A wonderful and prosperous festive season to you all!
Yesterday I guided another group of tourists and friends on a tour of the Festivals of India. An interested and interactive group, that stayed back and discussed religion and social practices, culture and rituals.
One of the stories that I included was on Savitri. The epitome of Indian womanhood. Demure, gentle. Grace personified, but also absolutely fearless and resolute. And the festival that we celebrate in her memory- the simple ‘Kaaradai nombu’ where a woman prays for her husband’s long life.
Yet another festival I talked about was the joyous occasion of ‘Pongal“- one of India’s many harvest festivals. Pongal literally translates to “the overflowing”, the bounty. Celebrated on 14th of January, this is a three day affair honoring the elemental gods- Indra the rain god, Surya the sun god. The third day is reserved for all of the animal kingdom, honoring the symbiotic relation that man has with the environment.
One festival I love is ‘Raksha Bandhan‘ which celebrates sibling bonding. My favourite story illustrating ‘Raksha Bandhan’ is the one about Rani Karnavati the Rajput Queen of Mewar and Humayun the second Mughal Emperor.
Karnavati the widowed Queen was the regent safeguarding the Mewar throne for her young son. Bahadur Shah the ruler of Gujrat attacked the kingdom, confident that Karnavati had no one to turn to for help. Realizing that none of the other princely states of Rajasthan would come to her aid, Karnavati sent a length of silk and a message beseeching Humayun to come and rescue her from her aggressor.
The fledgling emperor known for his chivalry, abandoned his military campaign in Bengal and started toward Rajasthan, touched by the request of the desperate queen.
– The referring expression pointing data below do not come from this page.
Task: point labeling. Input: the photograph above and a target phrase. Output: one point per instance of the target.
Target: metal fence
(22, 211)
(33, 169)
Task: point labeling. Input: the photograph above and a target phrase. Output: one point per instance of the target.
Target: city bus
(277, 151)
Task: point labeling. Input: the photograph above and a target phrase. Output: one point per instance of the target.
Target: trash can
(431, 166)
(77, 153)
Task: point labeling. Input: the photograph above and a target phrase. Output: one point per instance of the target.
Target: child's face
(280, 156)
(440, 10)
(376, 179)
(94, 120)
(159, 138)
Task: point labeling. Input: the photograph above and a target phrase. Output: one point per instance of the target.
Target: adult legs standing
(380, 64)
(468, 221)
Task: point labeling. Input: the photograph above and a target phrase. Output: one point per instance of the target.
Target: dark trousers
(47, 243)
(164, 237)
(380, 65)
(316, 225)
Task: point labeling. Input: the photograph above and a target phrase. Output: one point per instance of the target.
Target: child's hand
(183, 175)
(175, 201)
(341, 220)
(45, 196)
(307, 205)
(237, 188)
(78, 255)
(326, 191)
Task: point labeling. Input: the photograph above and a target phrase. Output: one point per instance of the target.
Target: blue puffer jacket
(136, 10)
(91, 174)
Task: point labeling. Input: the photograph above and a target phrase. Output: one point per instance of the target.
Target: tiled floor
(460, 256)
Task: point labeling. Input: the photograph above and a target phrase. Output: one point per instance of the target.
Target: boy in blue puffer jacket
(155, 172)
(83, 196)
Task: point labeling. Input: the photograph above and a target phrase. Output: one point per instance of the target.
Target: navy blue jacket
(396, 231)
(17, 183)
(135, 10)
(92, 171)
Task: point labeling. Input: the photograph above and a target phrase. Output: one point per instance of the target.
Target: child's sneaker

Unfortunately Humayun arrived too late….. Rani Karnavati had smuggled her children off to safety and committed ‘Jauhar’. The unique practice by which Rajput women threw themselves into a sacrificial fire rather than fall prey to the enemy.
Rakhee or Raksha Bandhan is celebrated to this day. And so too Humayun’s gallantry.
We ended the tour with less tragic tales. Tales about the Parsees and how they came to India. Their new year ‘Navroz’. Stories about the Buddha and how Buddhism spread far and beyond Indian shores. Stories about Mahavira and Jainism. About Guru Nanak and Sikhism. And all the joyous festivals that we celebrate across India.
I would love to hear stories behind festivals celebrated around the world…. Happy Thanksgiving!